Looks like you beat me to changing the title! Thanks :)

ghost commented 2 years ago

Due to lack of recent activity, this issue has been marked as a candidate for backlog cleanup. It will be closed if no further activity occurs within 14 more days. Any new comment (by anyone, not necessarily the author) will undo this process.

This process is part of the experimental issue cleanup initiative we are currently trialing in a limited number of areas. Please share any feedback you might have in the linked issue.

eiriktsarpalis commented 2 years ago

Adding to https://github.com/dotnet/runtime/issues/32291#issuecomment-586402938 we might also consider exposing a setting for tolerating unescaped control characters in string values.

ClementeGao commented 2 years ago

@eiriktsarpalis @GrabYourPitchforks When there are special characters in the JSON string, how can I ignore them and how can I configure them see issue #69502

p10tyr commented 1 year ago

Hello . Is there any option for Missing quotes in property names - Because apparently that is a normal thing from Python or PHP. I am receiving JSON from a 3rd party like this and I'm stuck now.

I cant use string on API because the content type is JSON so it says failing to convert JSON to string.. yay not happy. I can use object as a last resort because it just tries to convert it to an object and getting "'t' is an invalid start of a property name. Expected a '\"'

Seems like I have to go back to Newtonsoft as I cant find any works arounds. Wasted 2 hours on this issue

am11 commented 8 months ago

Just ran into this limitation while upgrading (~15yo) System.Web.Helpers.Json -based reader code to System.Text.Json.Nodes. I will switch to Newtonsoft.Json instead.

Having laxed parsing option in STJ, which encompasses Newtonsoft && S.W.H.Json behavior, is a definite improvement.

huoyaoyuan commented 2 months ago

Hitting exactly the behaviors mentioned here. I'm extracting a JSON object from some JavaScript and I can confidently determine its start. It contains unquoted property names, trailing commas, and more JavaScript content after the object.
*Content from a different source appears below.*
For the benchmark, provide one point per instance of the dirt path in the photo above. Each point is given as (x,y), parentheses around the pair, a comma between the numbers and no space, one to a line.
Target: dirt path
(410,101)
CyrusNajmabadi commented 2 months ago

JavaScript should produce legal Json. How is your js producing the value?

huoyaoyuan commented 2 months ago

The browser engine is just more tolerant about Javascript code.

CyrusNajmabadi commented 2 months ago

@huoyaoyuan that didn't really answer my question. Can you provide a repro where you're producing a json object in JS using a browser engine and it's not generating legal json?

huoyaoyuan commented 2 months ago

@CyrusNajmabadi the code I'm parsing is like this:

Object.defineProperty(object1, "p", {
    value: {
        foo : "bar",
        isEnabled : true,
        content : { "title": "title", "id": 123, "Text": "Text" }
    }
});

Yes it's inconsistent about property name, but browser and console just accepts it.

CyrusNajmabadi commented 2 months ago

That's a JavaScript object, not Json. Json is a subset.

If you serialize that object to Json (using the actual js APIs for that purpose) you'll get Json that can be parsed.

--

To be as clear as possible, Json is not for parsing arbitrary JavaScript. It's for Json objects.